So, what are the best ways of effectively telling your story?
Regularly used in books and movies, the monomyth story structure tells the story of a hero. The hero leaves their comfort zone and faces great threats before emerging through the other side with valuable wisdom.
Using the monomyth technique to tell your story will enable your audience to see exactly how you gained your knowledge via a familiar structure. It can also be used to place a potential customer in the hero’s position, allowing them to see why they need what you’re offering them.
Most often seen in TV series, the mountain is the perfect storytelling technique for building tension. Unlike the monomyth, the mountain doesn’t always have a happy ending, but it does make for a gripped audience.
Start by setting the scene and build on the story by slowly describing small challenges that the hero overcomes. It should end on a big climax, where something important is learned either via a warning or a thought-provoking, ambiguous ending.
In medias res
Stories that start in the middle of an action-packed scene or dramatic moment before explaining how things happened use the in medias res storytelling technique. It’s a very effective way of pulling an audience in immediately because they’ll want to know how the opening event came to be.
The key to getting in medias res right is to give just enough information at the start, so that the audience is intrigued without giving the game up right away. It’s ideal for short speeches or presentations because it keeps the focus on one important event and keeps the audience engaged on how it occurred.
When three or more stories are layered together, they become nested loops. Imagine a friend telling you a story about how they learned a lesson. The lesson would be the core story, the friend’s story would be the first loop and the person they learned the lesson from would be the second loop.
In the nested loops storytelling technique, the final story to be resolved is the one containing the core message. This shows your audience how the message they’re receiving relates to other stories and enhances its relevance.
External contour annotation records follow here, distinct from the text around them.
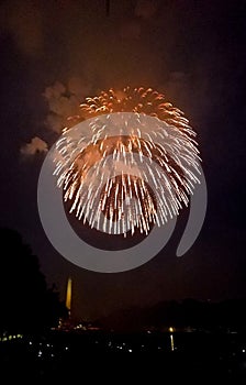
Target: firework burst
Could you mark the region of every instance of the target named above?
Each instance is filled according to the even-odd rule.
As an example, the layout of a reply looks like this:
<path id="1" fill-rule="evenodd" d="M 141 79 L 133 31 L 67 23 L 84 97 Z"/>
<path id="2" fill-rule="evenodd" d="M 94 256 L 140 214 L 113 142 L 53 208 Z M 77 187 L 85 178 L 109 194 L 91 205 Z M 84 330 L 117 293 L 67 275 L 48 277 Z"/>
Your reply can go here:
<path id="1" fill-rule="evenodd" d="M 69 127 L 56 143 L 55 175 L 79 220 L 108 233 L 148 234 L 188 206 L 199 182 L 195 132 L 164 95 L 102 91 Z"/>

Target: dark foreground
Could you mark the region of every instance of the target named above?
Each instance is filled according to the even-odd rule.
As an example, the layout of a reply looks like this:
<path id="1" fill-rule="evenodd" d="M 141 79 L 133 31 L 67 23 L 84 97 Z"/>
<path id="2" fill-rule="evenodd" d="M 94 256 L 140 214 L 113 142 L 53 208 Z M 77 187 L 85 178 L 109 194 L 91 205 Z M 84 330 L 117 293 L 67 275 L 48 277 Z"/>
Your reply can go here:
<path id="1" fill-rule="evenodd" d="M 92 381 L 100 365 L 110 376 L 119 363 L 119 381 L 131 363 L 138 380 L 152 372 L 154 384 L 159 383 L 155 374 L 172 381 L 197 377 L 198 383 L 216 378 L 246 384 L 246 333 L 52 331 L 0 342 L 0 373 L 7 376 L 5 384 L 13 380 L 56 383 L 88 374 Z"/>

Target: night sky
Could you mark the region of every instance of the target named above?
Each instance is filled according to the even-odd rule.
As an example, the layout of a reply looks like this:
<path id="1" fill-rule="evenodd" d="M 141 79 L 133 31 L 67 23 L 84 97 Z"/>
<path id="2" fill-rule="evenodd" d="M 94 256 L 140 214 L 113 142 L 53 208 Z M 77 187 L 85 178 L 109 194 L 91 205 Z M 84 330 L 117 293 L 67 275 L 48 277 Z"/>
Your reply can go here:
<path id="1" fill-rule="evenodd" d="M 111 0 L 109 12 L 103 0 L 1 2 L 0 224 L 21 232 L 62 298 L 71 276 L 75 317 L 169 299 L 246 296 L 245 14 L 245 1 Z M 208 212 L 185 256 L 176 256 L 182 212 L 168 245 L 148 263 L 94 273 L 68 262 L 47 240 L 37 179 L 44 150 L 78 101 L 126 85 L 164 92 L 189 118 Z"/>

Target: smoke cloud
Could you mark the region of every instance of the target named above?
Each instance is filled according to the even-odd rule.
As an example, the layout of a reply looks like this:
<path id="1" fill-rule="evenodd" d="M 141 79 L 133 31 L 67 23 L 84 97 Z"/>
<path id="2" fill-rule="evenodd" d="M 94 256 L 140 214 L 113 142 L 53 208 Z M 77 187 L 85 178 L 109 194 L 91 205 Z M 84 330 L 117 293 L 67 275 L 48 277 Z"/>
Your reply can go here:
<path id="1" fill-rule="evenodd" d="M 41 138 L 35 136 L 30 143 L 26 143 L 21 147 L 22 155 L 35 155 L 37 153 L 46 153 L 48 151 L 47 143 Z"/>

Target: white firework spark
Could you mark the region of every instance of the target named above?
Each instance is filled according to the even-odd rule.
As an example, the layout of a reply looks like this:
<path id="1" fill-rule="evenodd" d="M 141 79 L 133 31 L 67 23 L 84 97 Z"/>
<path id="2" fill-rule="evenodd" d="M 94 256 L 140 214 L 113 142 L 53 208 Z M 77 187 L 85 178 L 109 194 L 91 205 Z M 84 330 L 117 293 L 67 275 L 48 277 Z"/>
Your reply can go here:
<path id="1" fill-rule="evenodd" d="M 148 234 L 188 206 L 199 182 L 195 133 L 163 95 L 103 91 L 70 121 L 77 124 L 56 143 L 54 174 L 79 220 L 112 234 Z"/>

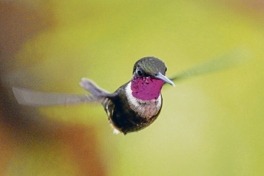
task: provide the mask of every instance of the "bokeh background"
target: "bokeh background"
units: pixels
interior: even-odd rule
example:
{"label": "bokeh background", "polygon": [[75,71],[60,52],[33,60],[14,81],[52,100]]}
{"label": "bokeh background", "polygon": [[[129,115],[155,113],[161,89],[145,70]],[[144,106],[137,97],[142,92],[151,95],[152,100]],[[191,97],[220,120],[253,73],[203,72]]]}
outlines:
{"label": "bokeh background", "polygon": [[[262,0],[1,1],[0,175],[263,175],[263,29]],[[252,59],[164,87],[159,118],[125,136],[100,105],[21,106],[11,89],[112,92],[144,57],[169,77],[242,46]]]}

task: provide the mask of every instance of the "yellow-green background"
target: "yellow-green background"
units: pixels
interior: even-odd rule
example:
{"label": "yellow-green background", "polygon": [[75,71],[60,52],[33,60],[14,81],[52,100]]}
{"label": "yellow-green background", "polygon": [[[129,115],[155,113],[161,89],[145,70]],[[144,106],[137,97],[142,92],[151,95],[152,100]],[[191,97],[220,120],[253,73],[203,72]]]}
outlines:
{"label": "yellow-green background", "polygon": [[[264,174],[262,1],[0,5],[0,175]],[[252,59],[164,87],[159,118],[125,136],[100,105],[28,108],[11,91],[85,93],[85,77],[112,92],[144,57],[164,61],[169,77],[240,46]]]}

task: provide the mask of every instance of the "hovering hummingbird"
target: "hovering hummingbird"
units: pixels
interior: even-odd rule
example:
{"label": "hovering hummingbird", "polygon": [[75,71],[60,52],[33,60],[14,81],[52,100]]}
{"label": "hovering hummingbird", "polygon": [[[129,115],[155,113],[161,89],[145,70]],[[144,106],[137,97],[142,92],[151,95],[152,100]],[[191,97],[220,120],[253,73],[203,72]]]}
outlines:
{"label": "hovering hummingbird", "polygon": [[16,87],[13,87],[13,90],[18,103],[27,106],[101,103],[114,133],[125,135],[146,128],[157,119],[162,106],[161,91],[164,84],[175,86],[173,81],[233,66],[241,60],[241,58],[235,60],[234,58],[237,58],[235,53],[224,55],[169,79],[166,76],[167,67],[163,61],[154,57],[143,57],[134,65],[131,79],[113,93],[106,92],[91,80],[84,78],[79,85],[90,94],[42,92]]}

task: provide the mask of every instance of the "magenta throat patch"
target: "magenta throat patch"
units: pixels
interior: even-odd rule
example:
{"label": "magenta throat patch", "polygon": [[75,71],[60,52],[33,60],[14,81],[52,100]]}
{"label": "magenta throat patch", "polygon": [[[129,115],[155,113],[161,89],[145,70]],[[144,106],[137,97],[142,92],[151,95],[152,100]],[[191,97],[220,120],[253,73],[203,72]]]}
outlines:
{"label": "magenta throat patch", "polygon": [[142,100],[157,100],[159,96],[164,82],[150,77],[138,78],[135,76],[131,81],[132,95]]}

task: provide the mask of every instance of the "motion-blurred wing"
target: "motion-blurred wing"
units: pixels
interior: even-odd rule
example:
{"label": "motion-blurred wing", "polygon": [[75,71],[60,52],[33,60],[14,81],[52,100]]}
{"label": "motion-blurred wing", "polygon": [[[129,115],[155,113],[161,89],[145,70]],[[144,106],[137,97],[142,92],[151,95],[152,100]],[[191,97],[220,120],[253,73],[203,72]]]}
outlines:
{"label": "motion-blurred wing", "polygon": [[249,60],[251,57],[250,54],[247,50],[237,49],[202,62],[176,75],[171,79],[175,82],[183,79],[234,67]]}
{"label": "motion-blurred wing", "polygon": [[100,102],[101,101],[87,95],[43,92],[15,87],[12,89],[18,103],[30,106],[70,105],[84,103]]}

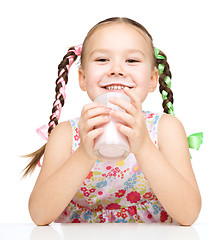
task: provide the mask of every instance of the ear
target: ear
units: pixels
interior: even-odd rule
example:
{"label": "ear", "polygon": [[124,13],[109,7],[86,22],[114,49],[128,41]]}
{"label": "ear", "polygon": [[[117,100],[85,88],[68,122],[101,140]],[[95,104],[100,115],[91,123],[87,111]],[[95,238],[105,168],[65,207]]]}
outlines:
{"label": "ear", "polygon": [[86,91],[86,79],[82,68],[78,69],[79,86],[82,91]]}
{"label": "ear", "polygon": [[149,84],[149,92],[154,92],[158,84],[159,72],[157,68],[154,68]]}

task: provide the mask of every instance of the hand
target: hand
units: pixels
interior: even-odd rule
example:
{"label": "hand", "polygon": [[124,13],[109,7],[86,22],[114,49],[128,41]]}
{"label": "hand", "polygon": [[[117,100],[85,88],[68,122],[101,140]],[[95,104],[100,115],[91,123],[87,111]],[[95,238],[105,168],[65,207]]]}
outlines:
{"label": "hand", "polygon": [[132,89],[127,87],[124,88],[124,93],[130,97],[130,103],[119,98],[110,98],[109,102],[118,105],[126,112],[110,110],[109,114],[125,122],[125,124],[117,124],[118,130],[127,136],[130,152],[137,156],[150,140],[150,136],[142,113],[140,98]]}
{"label": "hand", "polygon": [[96,161],[94,154],[94,140],[103,133],[102,124],[109,122],[109,108],[101,103],[86,104],[81,112],[79,131],[80,131],[80,150],[85,155]]}

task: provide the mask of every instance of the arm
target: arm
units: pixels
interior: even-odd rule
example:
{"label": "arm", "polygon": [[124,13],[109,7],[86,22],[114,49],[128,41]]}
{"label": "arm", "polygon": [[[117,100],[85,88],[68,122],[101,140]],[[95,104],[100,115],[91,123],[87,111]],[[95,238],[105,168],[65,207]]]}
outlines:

Similar to the nested loops structure, the converging ideas technique illustrates how different thoughts came together to form the same idea. Unlike the nested loops technique, all of the stories are equally important for coming up with the conclusion.
Converging Ideas storytelling is popular when explaining how a co-founded brand or notion came about. It often features real human connections that help the audience relate to the story and stay engaged.
If you want to make an audience sit up and listen to what you have to say, the False Start storytelling technique is highly effective. It might seem like you’re about to tell a very predictable story but then something will steer it off course and right back to the beginning.
The False Start is perfect for talking about mistakes and what was learned from them. It breaks your audience’s sense of security and draws more attention to the real focus of the story.
Perhaps the most famous speech of all, Martin Luther King’s I Have A Dream draws on the Sparklines storytelling technique. Sparklines stories show the stark difference between reality and what an ideal reality could be.
It’s a highly emotive, effective way of getting the audience to focus on the problems and injustices of the world and inspires them to want to change it.
Not dissimilar to the Nested Loops and Converging Ideas techniques, the petal storytelling structure sees multiple stories relating the same message. Think of your main idea or message as the centre of the flower and the petals as several unrelated, complete stories that eventually return to the centre.
The petal stories become a growing body of evidence to support your main idea and therefore gradually recruit the trust and support of the audience. This gives greater weight to your message and allows it to linger in your audience’s minds for longer.
Your story matters
Stories are everywhere and there are so many ways to tell them. Whatever your aims and storytelling medium are, there is an ideal technique to adopt that will gain maximum impact from your audience and ensure that your story is heard.